[PATCHv2] nvme-tcp: Do not terminate i/o commands during RESETTING

Mon Jan 15 04:36:33 PST 2024

On 1/12/24 12:09, hare at kernel.org wrote:
> From: Hannes Reinecke <hare at suse.de>
> 
> Terminating commands from the timeout handler might lead
> to a data corruption as the timeout might trigger before
> KATO expired.
> When several commands have been sent in a batch and
> the command timeouts trigger just after the keep-alive
> command has been sent then the first command will trigger
> the error recovery.
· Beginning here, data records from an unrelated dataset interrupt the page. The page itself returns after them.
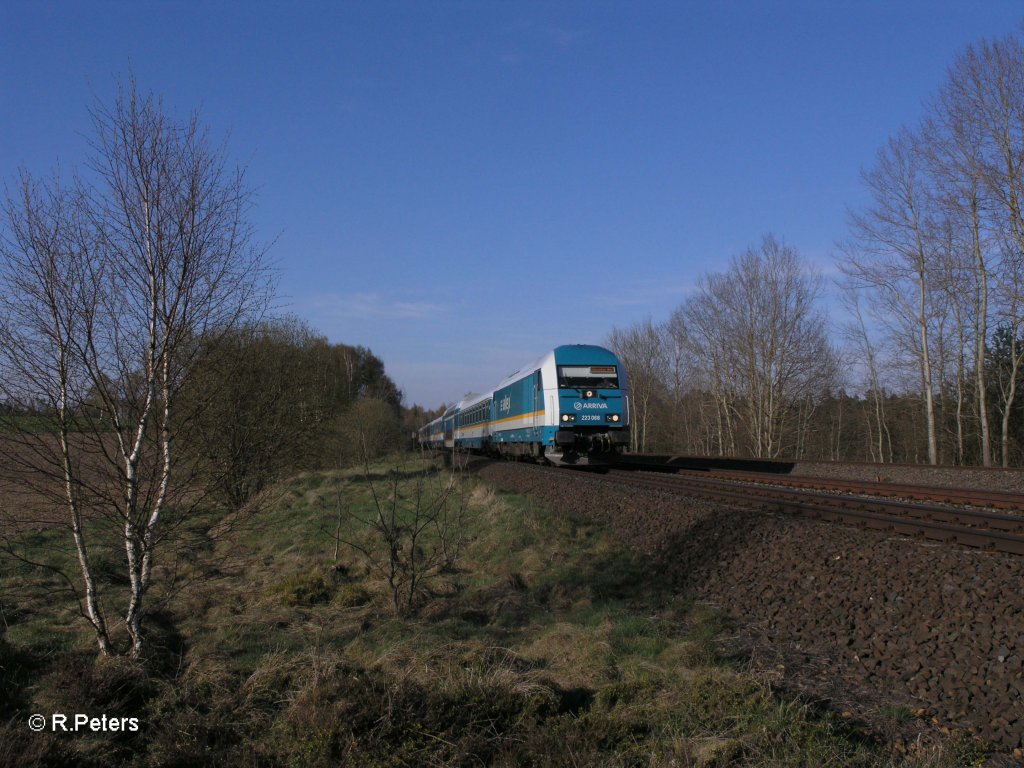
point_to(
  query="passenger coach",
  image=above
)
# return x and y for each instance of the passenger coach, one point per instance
(569, 408)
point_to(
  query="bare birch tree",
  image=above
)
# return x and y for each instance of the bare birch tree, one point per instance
(893, 233)
(641, 350)
(120, 279)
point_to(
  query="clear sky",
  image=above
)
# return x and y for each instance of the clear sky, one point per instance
(462, 185)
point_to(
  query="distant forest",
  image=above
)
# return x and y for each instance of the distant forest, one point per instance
(932, 275)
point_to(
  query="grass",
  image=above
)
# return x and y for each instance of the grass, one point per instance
(547, 643)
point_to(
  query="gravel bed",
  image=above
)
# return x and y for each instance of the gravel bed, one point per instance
(858, 619)
(1010, 480)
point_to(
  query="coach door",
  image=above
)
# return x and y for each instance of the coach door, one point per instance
(538, 411)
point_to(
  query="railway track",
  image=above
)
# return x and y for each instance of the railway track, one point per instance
(850, 504)
(936, 494)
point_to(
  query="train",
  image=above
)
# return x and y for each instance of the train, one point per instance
(570, 408)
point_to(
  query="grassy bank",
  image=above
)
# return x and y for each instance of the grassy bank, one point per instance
(532, 639)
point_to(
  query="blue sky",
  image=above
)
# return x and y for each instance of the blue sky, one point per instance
(462, 185)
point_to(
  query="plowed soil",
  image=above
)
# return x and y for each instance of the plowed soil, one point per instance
(863, 622)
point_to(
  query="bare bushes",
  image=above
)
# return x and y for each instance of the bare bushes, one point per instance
(413, 530)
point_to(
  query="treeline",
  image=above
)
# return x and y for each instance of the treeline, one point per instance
(263, 399)
(929, 367)
(275, 397)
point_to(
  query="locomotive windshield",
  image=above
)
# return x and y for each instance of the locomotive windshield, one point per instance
(588, 377)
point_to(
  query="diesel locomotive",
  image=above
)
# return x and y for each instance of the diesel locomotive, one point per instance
(569, 408)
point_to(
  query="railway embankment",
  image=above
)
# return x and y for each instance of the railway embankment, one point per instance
(864, 622)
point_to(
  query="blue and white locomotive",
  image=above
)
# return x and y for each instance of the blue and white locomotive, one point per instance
(570, 408)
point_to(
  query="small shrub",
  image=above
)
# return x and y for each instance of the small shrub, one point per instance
(305, 589)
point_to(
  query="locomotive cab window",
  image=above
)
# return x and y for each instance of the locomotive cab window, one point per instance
(588, 377)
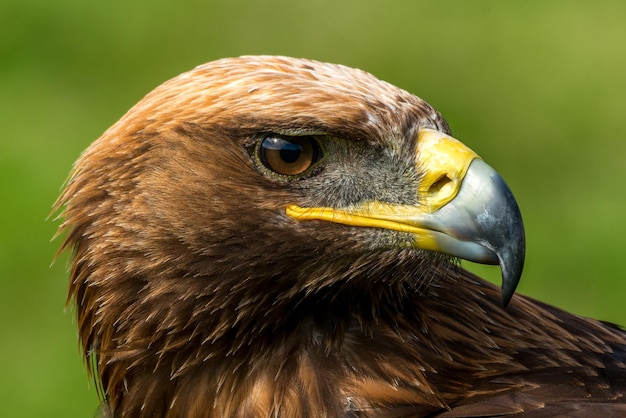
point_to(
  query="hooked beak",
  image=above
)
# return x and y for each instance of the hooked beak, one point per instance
(466, 210)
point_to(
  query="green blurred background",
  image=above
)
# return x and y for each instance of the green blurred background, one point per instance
(537, 88)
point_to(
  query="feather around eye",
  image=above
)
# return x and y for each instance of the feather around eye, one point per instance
(288, 155)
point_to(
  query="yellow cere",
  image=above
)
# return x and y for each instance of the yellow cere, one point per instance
(444, 161)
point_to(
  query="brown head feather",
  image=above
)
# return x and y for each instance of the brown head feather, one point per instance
(197, 296)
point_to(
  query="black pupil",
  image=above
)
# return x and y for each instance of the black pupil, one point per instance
(289, 152)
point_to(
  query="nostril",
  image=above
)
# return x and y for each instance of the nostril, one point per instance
(439, 184)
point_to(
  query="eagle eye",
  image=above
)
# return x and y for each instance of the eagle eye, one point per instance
(288, 155)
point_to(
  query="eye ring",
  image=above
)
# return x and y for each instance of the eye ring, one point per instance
(288, 155)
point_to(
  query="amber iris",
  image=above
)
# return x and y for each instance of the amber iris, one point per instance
(288, 155)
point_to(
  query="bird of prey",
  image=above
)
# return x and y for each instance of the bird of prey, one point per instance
(276, 237)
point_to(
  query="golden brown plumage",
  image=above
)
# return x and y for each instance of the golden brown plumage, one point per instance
(199, 294)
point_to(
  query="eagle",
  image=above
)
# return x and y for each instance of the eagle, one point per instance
(267, 236)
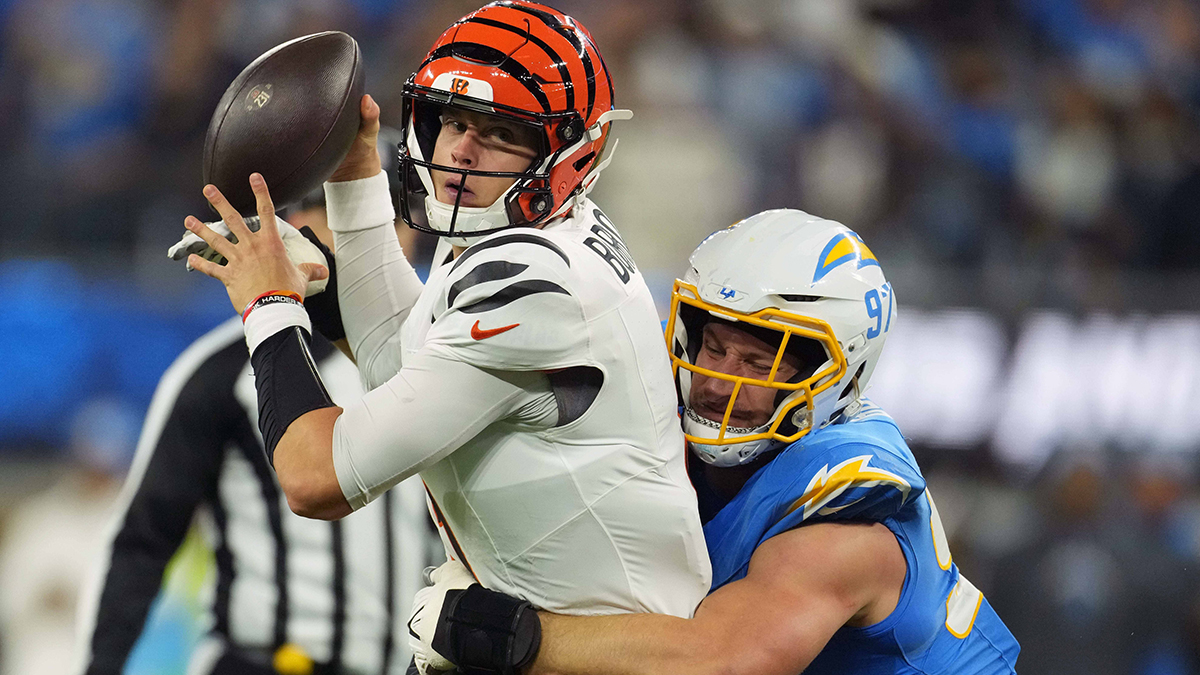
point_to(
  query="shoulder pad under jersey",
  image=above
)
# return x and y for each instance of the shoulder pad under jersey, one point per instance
(846, 472)
(509, 303)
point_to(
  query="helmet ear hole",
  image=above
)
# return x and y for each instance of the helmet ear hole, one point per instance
(569, 131)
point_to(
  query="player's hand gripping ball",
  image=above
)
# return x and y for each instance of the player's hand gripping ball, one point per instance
(258, 263)
(300, 250)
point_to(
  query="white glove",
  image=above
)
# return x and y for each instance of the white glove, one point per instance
(299, 249)
(426, 610)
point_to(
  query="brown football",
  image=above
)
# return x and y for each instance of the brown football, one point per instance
(291, 115)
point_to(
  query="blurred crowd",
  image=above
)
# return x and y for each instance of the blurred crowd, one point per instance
(1005, 154)
(951, 132)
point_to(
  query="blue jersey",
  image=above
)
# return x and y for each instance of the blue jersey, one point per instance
(861, 470)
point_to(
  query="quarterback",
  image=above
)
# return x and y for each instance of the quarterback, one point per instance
(526, 378)
(828, 554)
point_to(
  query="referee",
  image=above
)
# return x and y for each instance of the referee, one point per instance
(293, 596)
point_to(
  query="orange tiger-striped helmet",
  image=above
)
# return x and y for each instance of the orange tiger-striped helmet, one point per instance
(526, 63)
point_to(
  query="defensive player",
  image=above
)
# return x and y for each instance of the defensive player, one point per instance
(828, 554)
(526, 381)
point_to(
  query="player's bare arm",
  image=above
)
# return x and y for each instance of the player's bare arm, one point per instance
(802, 587)
(258, 263)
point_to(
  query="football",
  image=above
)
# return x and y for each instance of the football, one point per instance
(291, 115)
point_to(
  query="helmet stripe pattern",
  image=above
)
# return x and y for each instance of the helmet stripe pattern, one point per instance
(568, 84)
(485, 54)
(574, 39)
(526, 63)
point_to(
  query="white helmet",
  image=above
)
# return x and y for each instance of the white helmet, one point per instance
(805, 284)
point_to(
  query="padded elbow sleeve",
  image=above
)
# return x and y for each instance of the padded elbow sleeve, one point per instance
(287, 382)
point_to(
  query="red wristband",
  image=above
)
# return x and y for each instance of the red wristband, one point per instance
(269, 298)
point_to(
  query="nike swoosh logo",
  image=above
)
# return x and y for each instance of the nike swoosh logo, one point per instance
(484, 334)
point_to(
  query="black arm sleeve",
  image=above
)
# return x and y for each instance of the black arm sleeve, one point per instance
(180, 473)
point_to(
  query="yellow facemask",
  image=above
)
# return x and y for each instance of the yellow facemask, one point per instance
(790, 324)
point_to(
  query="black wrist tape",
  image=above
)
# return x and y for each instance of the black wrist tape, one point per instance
(486, 632)
(323, 309)
(287, 382)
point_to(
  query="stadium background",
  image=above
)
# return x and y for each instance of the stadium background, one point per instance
(1029, 172)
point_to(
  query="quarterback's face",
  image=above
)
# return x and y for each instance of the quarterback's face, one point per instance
(731, 351)
(479, 142)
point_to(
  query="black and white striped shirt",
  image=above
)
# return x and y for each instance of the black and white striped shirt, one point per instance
(340, 591)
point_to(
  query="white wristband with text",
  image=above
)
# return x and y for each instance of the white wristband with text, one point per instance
(269, 320)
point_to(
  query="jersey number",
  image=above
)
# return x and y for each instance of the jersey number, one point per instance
(607, 244)
(963, 603)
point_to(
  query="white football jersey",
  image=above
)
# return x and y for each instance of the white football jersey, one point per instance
(592, 513)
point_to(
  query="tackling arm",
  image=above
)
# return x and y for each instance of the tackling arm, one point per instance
(802, 586)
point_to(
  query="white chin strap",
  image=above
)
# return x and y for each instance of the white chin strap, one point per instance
(481, 219)
(732, 454)
(471, 219)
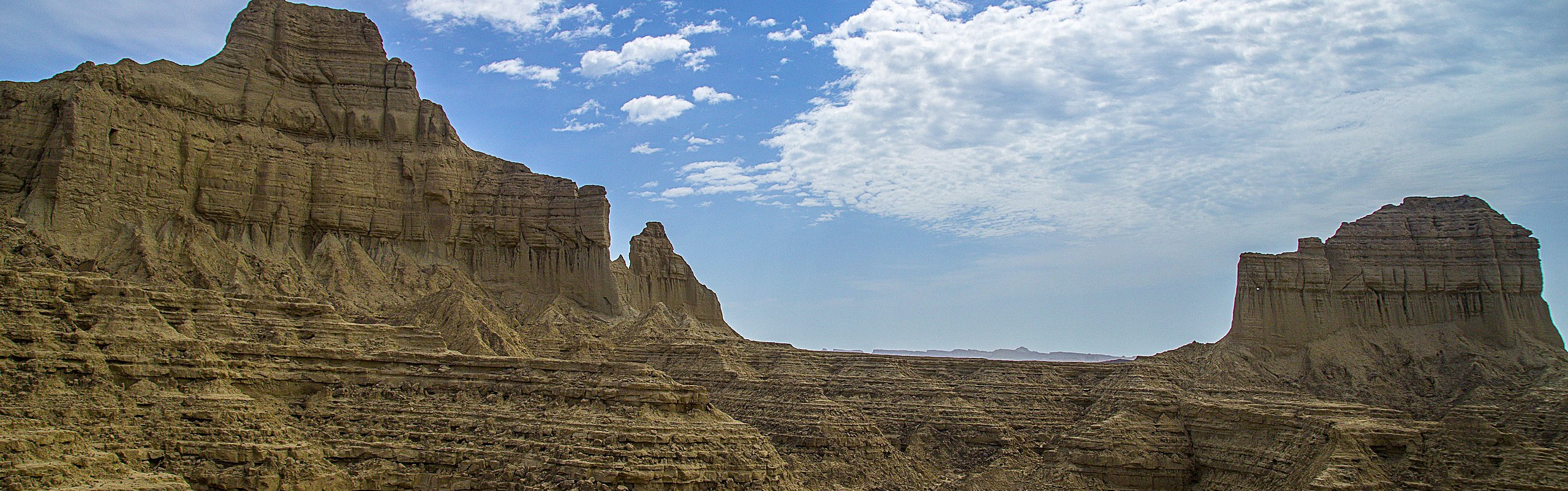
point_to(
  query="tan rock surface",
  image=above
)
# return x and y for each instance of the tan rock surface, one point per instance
(283, 270)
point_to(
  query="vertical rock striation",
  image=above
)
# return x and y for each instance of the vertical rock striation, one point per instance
(1449, 264)
(298, 160)
(657, 275)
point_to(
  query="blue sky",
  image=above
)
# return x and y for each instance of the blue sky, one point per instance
(940, 174)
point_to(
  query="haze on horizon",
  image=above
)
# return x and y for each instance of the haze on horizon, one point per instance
(916, 174)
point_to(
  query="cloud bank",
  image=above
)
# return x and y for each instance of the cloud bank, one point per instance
(642, 54)
(651, 109)
(1096, 118)
(513, 16)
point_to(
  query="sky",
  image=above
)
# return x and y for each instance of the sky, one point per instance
(914, 174)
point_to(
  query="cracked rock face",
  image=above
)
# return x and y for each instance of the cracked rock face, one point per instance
(283, 270)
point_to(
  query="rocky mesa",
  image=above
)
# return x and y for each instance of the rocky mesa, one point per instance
(281, 269)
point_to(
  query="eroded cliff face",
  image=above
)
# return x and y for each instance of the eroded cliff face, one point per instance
(656, 275)
(300, 160)
(283, 270)
(1424, 303)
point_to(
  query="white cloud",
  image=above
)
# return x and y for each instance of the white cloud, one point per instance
(592, 105)
(514, 70)
(513, 16)
(575, 126)
(639, 55)
(797, 34)
(701, 29)
(710, 96)
(650, 109)
(584, 34)
(700, 140)
(695, 60)
(1093, 118)
(720, 176)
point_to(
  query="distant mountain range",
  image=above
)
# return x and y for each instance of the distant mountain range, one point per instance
(1015, 353)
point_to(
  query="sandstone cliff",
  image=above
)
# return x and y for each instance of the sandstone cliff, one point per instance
(283, 270)
(1423, 303)
(298, 160)
(657, 275)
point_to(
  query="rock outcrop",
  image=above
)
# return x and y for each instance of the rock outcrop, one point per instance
(1420, 303)
(283, 270)
(656, 275)
(298, 160)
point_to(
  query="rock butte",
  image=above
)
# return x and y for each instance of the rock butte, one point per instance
(283, 270)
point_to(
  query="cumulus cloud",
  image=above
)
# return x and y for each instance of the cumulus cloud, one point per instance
(584, 34)
(514, 70)
(592, 105)
(710, 96)
(513, 16)
(722, 176)
(796, 34)
(701, 29)
(639, 55)
(650, 109)
(1092, 118)
(575, 126)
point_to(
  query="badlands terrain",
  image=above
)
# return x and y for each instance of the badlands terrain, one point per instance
(281, 269)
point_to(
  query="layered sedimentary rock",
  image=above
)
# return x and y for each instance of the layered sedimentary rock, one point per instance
(656, 275)
(1416, 303)
(283, 270)
(300, 160)
(110, 383)
(1426, 263)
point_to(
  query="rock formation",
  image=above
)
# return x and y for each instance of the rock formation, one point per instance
(1021, 353)
(657, 275)
(1424, 300)
(298, 160)
(283, 270)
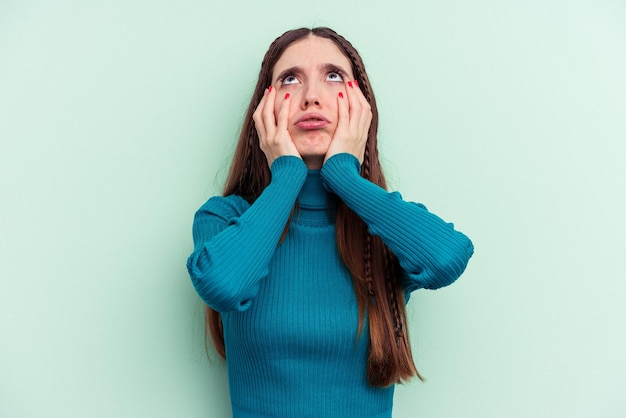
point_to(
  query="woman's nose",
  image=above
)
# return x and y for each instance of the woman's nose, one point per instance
(311, 96)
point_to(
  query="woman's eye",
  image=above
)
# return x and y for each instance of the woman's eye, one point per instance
(334, 77)
(290, 79)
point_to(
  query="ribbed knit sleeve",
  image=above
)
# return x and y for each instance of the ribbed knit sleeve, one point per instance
(234, 241)
(431, 251)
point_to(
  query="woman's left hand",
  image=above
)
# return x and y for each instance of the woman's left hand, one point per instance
(355, 118)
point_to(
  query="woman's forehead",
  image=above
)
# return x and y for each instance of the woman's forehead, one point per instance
(312, 52)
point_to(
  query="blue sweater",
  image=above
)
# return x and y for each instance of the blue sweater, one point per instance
(289, 310)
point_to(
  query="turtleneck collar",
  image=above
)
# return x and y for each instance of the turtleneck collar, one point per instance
(316, 205)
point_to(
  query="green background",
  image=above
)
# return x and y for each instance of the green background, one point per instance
(118, 119)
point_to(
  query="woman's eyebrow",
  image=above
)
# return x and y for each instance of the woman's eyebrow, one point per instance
(327, 67)
(290, 70)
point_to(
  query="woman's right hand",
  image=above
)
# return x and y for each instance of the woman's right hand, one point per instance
(274, 138)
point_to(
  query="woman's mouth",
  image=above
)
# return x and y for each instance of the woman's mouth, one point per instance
(312, 121)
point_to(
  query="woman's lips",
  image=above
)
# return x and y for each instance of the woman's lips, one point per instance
(312, 121)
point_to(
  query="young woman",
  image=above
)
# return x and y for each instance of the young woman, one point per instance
(306, 261)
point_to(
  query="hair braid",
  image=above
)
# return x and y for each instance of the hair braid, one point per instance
(368, 238)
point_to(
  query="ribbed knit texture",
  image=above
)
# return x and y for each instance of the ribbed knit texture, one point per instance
(289, 310)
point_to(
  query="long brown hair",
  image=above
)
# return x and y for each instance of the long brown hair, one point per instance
(374, 269)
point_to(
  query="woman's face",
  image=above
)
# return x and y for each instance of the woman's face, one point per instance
(313, 71)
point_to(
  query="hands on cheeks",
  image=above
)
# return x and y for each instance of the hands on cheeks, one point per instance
(274, 138)
(350, 136)
(355, 118)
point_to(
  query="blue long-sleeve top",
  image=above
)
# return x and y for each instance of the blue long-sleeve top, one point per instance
(289, 311)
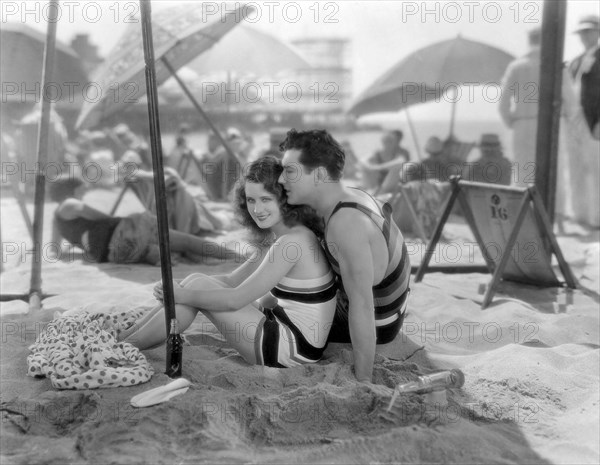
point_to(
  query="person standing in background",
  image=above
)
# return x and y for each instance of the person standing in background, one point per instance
(518, 107)
(584, 130)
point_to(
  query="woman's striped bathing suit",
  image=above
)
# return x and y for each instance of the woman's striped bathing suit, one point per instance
(295, 331)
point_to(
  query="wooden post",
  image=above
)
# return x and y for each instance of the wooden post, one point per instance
(159, 178)
(35, 288)
(551, 70)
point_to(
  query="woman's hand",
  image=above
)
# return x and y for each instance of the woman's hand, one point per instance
(177, 292)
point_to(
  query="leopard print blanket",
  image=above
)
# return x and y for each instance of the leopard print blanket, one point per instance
(82, 352)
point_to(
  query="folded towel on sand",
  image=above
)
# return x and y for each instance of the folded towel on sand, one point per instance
(81, 352)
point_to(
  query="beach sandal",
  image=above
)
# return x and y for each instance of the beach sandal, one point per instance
(161, 393)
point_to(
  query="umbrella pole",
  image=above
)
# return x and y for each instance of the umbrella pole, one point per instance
(548, 118)
(413, 133)
(35, 288)
(173, 349)
(453, 114)
(201, 111)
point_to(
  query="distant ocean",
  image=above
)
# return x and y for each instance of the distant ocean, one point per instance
(365, 142)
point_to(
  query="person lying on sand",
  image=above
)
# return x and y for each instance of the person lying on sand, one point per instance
(281, 303)
(104, 238)
(363, 244)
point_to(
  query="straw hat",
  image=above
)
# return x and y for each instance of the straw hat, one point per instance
(489, 140)
(434, 145)
(587, 23)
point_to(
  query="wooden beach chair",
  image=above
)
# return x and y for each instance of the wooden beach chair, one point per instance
(514, 221)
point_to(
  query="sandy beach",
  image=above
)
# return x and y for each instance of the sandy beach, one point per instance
(530, 360)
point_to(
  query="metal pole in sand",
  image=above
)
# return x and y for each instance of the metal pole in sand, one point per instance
(173, 363)
(35, 288)
(551, 69)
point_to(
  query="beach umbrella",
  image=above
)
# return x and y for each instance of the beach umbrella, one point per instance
(182, 33)
(432, 72)
(248, 51)
(21, 58)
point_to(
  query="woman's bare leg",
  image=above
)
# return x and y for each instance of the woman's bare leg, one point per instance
(238, 327)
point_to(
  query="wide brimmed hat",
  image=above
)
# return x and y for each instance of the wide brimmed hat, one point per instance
(489, 140)
(587, 23)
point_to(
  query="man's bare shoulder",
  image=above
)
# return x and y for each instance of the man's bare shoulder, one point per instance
(348, 222)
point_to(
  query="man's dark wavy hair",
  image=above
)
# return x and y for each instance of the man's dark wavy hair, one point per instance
(318, 148)
(266, 171)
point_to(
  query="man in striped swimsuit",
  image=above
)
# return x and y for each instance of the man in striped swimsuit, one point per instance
(362, 242)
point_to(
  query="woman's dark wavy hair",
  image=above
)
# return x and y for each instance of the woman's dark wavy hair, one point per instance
(64, 187)
(266, 171)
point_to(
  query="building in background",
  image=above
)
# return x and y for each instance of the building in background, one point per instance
(326, 87)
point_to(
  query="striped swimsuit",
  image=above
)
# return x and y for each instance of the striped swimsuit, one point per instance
(295, 331)
(390, 296)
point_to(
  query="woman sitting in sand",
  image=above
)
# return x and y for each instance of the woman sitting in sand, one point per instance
(281, 306)
(104, 238)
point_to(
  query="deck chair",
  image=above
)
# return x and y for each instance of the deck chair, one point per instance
(417, 206)
(456, 151)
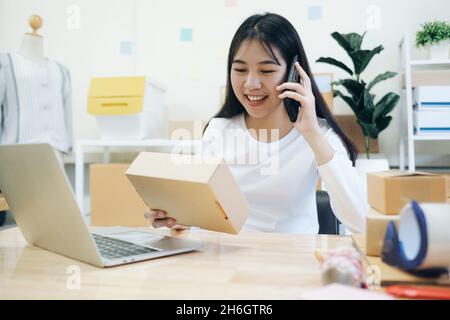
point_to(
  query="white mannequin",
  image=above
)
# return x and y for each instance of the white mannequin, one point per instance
(32, 46)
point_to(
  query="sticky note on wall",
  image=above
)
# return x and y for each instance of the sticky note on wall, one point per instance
(195, 72)
(126, 48)
(230, 3)
(186, 34)
(323, 81)
(314, 12)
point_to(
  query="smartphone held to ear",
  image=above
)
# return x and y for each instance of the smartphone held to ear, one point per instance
(292, 105)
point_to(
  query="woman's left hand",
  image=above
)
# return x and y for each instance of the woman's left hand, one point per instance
(306, 122)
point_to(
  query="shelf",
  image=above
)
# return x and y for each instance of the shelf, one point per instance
(428, 137)
(413, 73)
(3, 204)
(445, 62)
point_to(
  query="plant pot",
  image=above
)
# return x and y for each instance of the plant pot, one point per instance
(439, 51)
(364, 166)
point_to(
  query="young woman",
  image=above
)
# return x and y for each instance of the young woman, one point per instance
(314, 146)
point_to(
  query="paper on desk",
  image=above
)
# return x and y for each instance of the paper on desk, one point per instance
(129, 234)
(338, 291)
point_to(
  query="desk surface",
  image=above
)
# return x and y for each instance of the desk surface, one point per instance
(247, 266)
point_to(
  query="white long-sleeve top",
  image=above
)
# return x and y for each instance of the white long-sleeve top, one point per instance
(35, 102)
(279, 178)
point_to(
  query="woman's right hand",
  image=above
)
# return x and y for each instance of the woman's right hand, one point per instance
(159, 218)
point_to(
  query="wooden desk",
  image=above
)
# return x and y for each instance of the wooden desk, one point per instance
(247, 266)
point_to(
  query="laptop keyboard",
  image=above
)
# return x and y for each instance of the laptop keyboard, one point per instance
(114, 248)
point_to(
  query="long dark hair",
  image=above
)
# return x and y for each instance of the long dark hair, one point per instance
(274, 30)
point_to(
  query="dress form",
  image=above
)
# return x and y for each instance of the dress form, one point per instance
(32, 46)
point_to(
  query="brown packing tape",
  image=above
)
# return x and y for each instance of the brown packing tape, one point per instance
(382, 272)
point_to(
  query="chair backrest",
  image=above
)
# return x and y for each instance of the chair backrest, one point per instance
(328, 223)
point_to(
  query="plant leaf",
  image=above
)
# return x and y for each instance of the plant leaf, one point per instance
(381, 77)
(347, 99)
(386, 105)
(369, 129)
(383, 122)
(361, 58)
(366, 115)
(336, 63)
(368, 100)
(353, 87)
(350, 41)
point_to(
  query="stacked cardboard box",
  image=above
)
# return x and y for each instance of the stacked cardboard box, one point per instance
(114, 201)
(389, 191)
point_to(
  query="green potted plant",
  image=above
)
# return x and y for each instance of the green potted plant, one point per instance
(371, 116)
(435, 36)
But all other commands will timeout
> directly afterwards and will hit the timeout handler
> before the err_work workqueue handler has started.
> This results in these commands being aborted and
> immediately retried without waiting for KATO.
> So return BLK_EH_RESET_TIMER for I/O commands when
> the controller is in 'RESETTING' or 'DELETING'
> state to ensure that the commands will
> be retried only after the KATO interval.
> 
> Signed-off-by: Hannes Reinecke <hare at suse.de>
> ---
>   drivers/nvme/host/tcp.c | 22 ++++++++++++++++------
>   1 file changed, 16 insertions(+), 6 deletions(-)
> 
> diff --git a/drivers/nvme/host/tcp.c b/drivers/nvme/host/tcp.c
> index 08805f027810..9dcb2d3b123c 100644
> --- a/drivers/nvme/host/tcp.c
> +++ b/drivers/nvme/host/tcp.c
> @@ -2431,17 +2431,27 @@ static enum blk_eh_timer_return nvme_tcp_timeout(struct request *rq)
>   	struct nvme_tcp_cmd_pdu *pdu = nvme_tcp_req_cmd_pdu(req);
>   	u8 opc = pdu->cmd.common.opcode, fctype = pdu->cmd.fabrics.fctype;
>   	int qid = nvme_tcp_queue_id(req->queue);
> +	enum nvme_ctrl_state state = nvme_ctrl_state(ctrl);
>   
>   	dev_warn(ctrl->device,
> -		"queue %d: timeout cid %#x type %d opcode %#x (%s)\n",
> +		"queue %d: timeout cid %#x type %d opcode %#x (%s) state %d\n",
>   		nvme_tcp_queue_id(req->queue), nvme_cid(rq), pdu->hdr.type,
> -		opc, nvme_opcode_str(qid, opc, fctype));
> +		opc, nvme_opcode_str(qid, opc, fctype), state);
> +
> +	/*
> +	 * If the controller is in state RESETTING or DELETING all
> +	 * inflight commands will be terminated soon which in turn
> +	 * may failover to a different path.
> +	 */
> +	if ((state == NVME_CTRL_RESETTING ||
> +	     state == NVME_CTRL_DELETING) && qid > 0)
> +		return BLK_EH_RESET_TIMER;
>   
> -	if (nvme_ctrl_state(ctrl) != NVME_CTRL_LIVE) {
> +	if (state != NVME_CTRL_LIVE) {

The remaining states are:
NVME_CTRL_NEW
NVME_CTRL_CONNECTING
NVME_CTRL_DELETING_NOIO
NVME_CTRL_DEAD

The comment perhaps is becoming outdated?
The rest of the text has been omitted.